Control of the load store operations for both l-channel and Q-channel 
data memories is provided by load-store control unit 219 which includes 
address generation units (AGUs), ALUs for calculating addresses, and 
register files for control and configuration of the AGUs. As would be known to 
those of ordinary skill in the art, address pointers are frequently employed for 
indirect addressing. The present invention likewise includes a number of 
dedicated AGUs and ALUs in load-store unit 219 to calculate addresses using 
offset and modulo addressing techniques so that indirect addressing may be 
used. The AGUs and ALUs in load-store unit 219 may also be capable of 
post-increment and post-decrement indirect addressing techniques, which are 
well known in the art.
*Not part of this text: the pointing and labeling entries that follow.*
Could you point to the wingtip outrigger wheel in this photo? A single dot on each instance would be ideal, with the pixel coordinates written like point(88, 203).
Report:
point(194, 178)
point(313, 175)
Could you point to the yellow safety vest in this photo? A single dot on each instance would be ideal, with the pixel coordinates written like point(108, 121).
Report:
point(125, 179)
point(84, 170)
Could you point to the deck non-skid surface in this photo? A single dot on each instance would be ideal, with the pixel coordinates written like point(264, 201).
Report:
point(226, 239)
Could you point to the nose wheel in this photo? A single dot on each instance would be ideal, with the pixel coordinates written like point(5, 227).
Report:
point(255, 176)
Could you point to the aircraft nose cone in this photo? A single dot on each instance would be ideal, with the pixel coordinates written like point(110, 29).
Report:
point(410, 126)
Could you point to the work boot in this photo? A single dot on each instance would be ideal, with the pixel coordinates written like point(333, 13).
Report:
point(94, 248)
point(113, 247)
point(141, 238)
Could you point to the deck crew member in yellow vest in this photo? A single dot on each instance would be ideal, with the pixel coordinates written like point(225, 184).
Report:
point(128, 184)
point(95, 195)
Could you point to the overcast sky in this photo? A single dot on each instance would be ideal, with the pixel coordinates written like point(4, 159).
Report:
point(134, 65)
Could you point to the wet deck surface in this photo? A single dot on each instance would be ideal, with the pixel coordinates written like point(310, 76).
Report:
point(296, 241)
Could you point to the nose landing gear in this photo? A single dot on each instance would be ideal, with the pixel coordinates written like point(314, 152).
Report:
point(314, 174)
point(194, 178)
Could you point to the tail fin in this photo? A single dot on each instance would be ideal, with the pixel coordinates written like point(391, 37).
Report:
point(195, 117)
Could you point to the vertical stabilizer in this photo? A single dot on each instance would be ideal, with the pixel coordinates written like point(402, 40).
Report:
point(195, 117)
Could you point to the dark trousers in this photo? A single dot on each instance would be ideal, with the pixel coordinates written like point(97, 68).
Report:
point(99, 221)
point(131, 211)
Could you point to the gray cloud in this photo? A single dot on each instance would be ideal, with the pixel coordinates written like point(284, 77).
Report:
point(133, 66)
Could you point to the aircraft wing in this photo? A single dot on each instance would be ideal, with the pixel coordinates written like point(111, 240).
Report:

Because processor 200 includes dual data memories, 
the present invention also provides for independent pointers to each channel's 
data memories. The load-store unit 219 permits simultaneous and 
independent addresses to be calculated for the l-channel and Q-channel data 
memories. Alternatively, pointers can be linked such that only one address 
needs to be generated to simultaneously address both the l-channel and the 
Q-channel data memory. Load-store unit 219 in one example of the present 
invention, includes a 32x1 6-bit address pointer register file. 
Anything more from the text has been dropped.